Like, isn't this announcement a terrible indictment of how inexperienced their engineers are, or how trivial the problems they solve are, or both?
by ajkjk on 10/31/24, 4:09 PM
Well yeah he sells AI and wants you to believe in it so the stock price stays good.
by stevenally on 10/31/24, 6:49 PM
Yeah. I just wrote 600 lines of SQL using a macro processor. Took 10 minutes.
by throwaway290 on 10/31/24, 3:40 AM
"More than a quarter of our code is created by autocomplete!"
That's not that much...
by odinkara on 10/31/24, 3:09 PM
and it shows
by jagged-chisel on 10/31/24, 12:06 PM
“Created by” or “with the assistance of”?
by josephd79 on 10/31/24, 12:40 PM
that explains everything.
by DidYaWipe on 10/31/24, 6:47 AM
No wonder it sucks. Google's vaunted engineering has always been suspect, but their douchebaggery has been an accepted fact (even by them)>
by nephy on 10/31/24, 12:21 AM
Can we move on to the next grift yet?
by bamboozled on 10/31/24, 10:57 AM
"Product has not improved, or maybe even become worse in that time"
by martin82 on 10/31/24, 6:18 AM
I guess that must be the reason for the shocking enshitification of Google
by yapyap on 10/31/24, 1:46 AM
yikes
by pixelat3d on 10/30/24, 5:44 AM
[flagged]
by jrockway on 10/30/24, 2:20 AM
When I was there, way more than 25% of the code was copying one proto into another proto, or so people complained.
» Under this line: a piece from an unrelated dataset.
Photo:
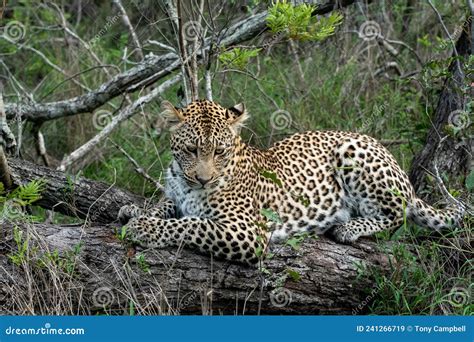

What sort of memes are people making now that this task has been automated?
by kev009 on 10/30/24, 2:23 AM
I would hope a CEO, especially a technical one, would have enough sense to couple that statement to some useful business metric, because in isolation it might be announcement of public humiliation.
by joeevans1000 on 10/30/24, 2:45 AM
I read these threads and the usual 'I have to fix the AI code for longer than it would have taken to write it from scratch' and can't help but feel folks are truly trying to downplay what is going to eat the software industry alive.
by tylerchilds on 10/30/24, 2:21 AM
if the golden rule is that code is a liability, what does this headline imply?
by an_d_rew on 10/30/24, 2:25 AM
Huh.
That may explain why google search has, in the past couple of months, become so unusable for me that I switched (happily) to kagi.
by croes on 10/30/24, 2:27 AM
by hipadev23 on 10/30/24, 2:29 AM
Google is now mass-producing techdebt at rates not seen since Martin Fowler’s first design pattern blogposts.
by Tier3r on 10/30/24, 3:35 AM
Google is getting enshittified. It's already visible in many small ways. I was just using Google maps and in the route they called X (bus) Interchange as X International. I can only assume this happened because they are using AI to summarise routes now. Why in the world are they doing that? They have exact location names available.
by floor_ on 10/31/24, 12:14 PM
So no one owns a quarter of the new code at google. It's going to be very funny when it hits 100%.
by xyst on 10/30/24, 11:08 PM
I remember Google used to market "lines of code" for their products. Chrome at one point had 6.7 LoC. Now the new marketing term is: "product was made with 1M lines of AI generated code (slop)!11!". Or "Chrome refactored with 10% AI" or some bs
by klocksib on 10/31/24, 3:19 PM
it's quicker and easier than ever to generate a project to send to the Google Graveyard.
by ultra_nick on 10/30/24, 2:58 AM
Why work at big businesses anymore? Let's just create more startups.
by 1oooqooq on 10/30/24, 4:28 AM
this only means employees sign up to use new toys and they are paying enough seats for all employees.
it's like companies paying all those todolist and tutorial apps left running on aws ec2 instances in 2007ish.
I'd be worried if i were a google investor. lol.